Still, improvements in the homogeneity of coverage are essential to take full advantage of the potential for hospital at home services, contends Atrium Health in a newly released white paper. “At the state level, however, embracing a payment model is coming much more slowly. Only nine state Medicaid programs extend coverage to hospital at home programs, including North Carolina, which began coverage in November 2023. 

“Regulatory oversight and working with payers are evolving processes as cost-savings, patient and care team enthusiasm, and effectiveness of virtual care become more recognized, said Molly McColl, Advocate Health’s vice president for virtual and global health care.” 
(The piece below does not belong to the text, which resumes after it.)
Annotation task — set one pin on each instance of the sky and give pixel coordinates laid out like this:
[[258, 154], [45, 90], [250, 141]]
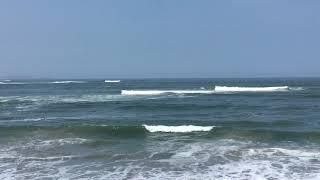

As reimbursement moves to value-based care, and more emphasis is placed on addressing the social determinants of health, hospital at home programs make more sense, says Colleen Hole, vice president of clinical integration and chief nurse executive for Atrium Health Medical Group.  

“It is absolutely linked to population health value-based care,” she says. “We still will have a capacity challenge probably for the next three decades in this market and in many markets in America. We see hospital at home as part of a broader continuum of home-based care. 

“It's a value-based care equation – we're creating capacity, and improving outcomes actually does improve the financial picture. It's a heavy lift of investing, to stand this program up. But I think ultimately, as we get better and better at it, I think America has the opportunity to decrease the overall spend in healthcare.”